Page 10 of Tell Me Where It Ends
“I didn’t know any of that,” I whisper.
“You never ask,” he says. Two words landing like a ten-ton truck. He’s right. I’ve been the sun in our orbit for eight years, never once asking about his planets. Shame burns hot.
He clears his throat. “Anyway. That’s me.”
We sit in silence, no longer heavy but gentle. Outside, the pre-dawn sky stretches pale blue. Time feels suspended.
Part of me wants to stay like this.
Part of me wants to run.
Part of me is still thinking about Suho.
My phone buzzes on the cushion—a missed call, then a text. I glance at Shin. He isn’t looking. I angle my body, shielding the screen out of pure guilt.
Still here. Five more minutes, then I’m gone.
Suho has been waiting the whole time.
But while Suho demands, Shin adapts. He gives me a small, unreadable smile, quietly unfolding a blanket to set up his sofa bed, ready to stand guard over my disastrous life for one more night.
What do I do?
?Stay here with Shin.
Turn to page 58
?Sneak out to meet Suho before he leaves.
Turn to page 40
?Clear my head and go for a walk. Alone.
Turn to page 48
4b
My Lover, Kim Suho
My fingers type before my brain can object.
I’ll be there in a few minutes,I write, and press send.
The stupid, stubborn, nostalgic part of me—the part that still thinks a grand gesture can fix a train wreck—takes over.
Maybe it’s foolish. Maybe it’s just another way to end my career (as if I haven’t already racked up a few). But my life has always been a highlight reel of things left unsaid, and I’m not adding this to the collection.
A single thought cuts through the haze: Shin.
I hesitate. He deserves honesty. He deserves more than this. But if I tell him, he’ll try to stop me. He’ll look at me with that quiet, disappointedexpression that’s worse than yelling. And I can’t face that look while chasing a ghost.
If I wait one more second, I’ll lose my nerve. So I leave without a word and switch off my phone. I’ll deal with the fallout later—the family motto, in practice.
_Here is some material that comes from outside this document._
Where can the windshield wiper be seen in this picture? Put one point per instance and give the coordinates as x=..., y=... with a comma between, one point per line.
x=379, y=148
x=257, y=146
The hallway stretches endlessly, too still, each step echoing like a drumbeat of bad decisions. I tug a cap low, mask my face, shove my hands deep into my coat pockets. My legs feel like wobbly rubber, but I walk faster anyway, ignoring the dull ache in my throat.
By the time I reach the parking garage, it’s a concrete cavern—cold, empty, smelling of rubber and oil.
And there he is. Leaning against his black SUV, looking impossibly calm, as if he’s stepped straight out of a movie I should’ve stopped rewatching years ago.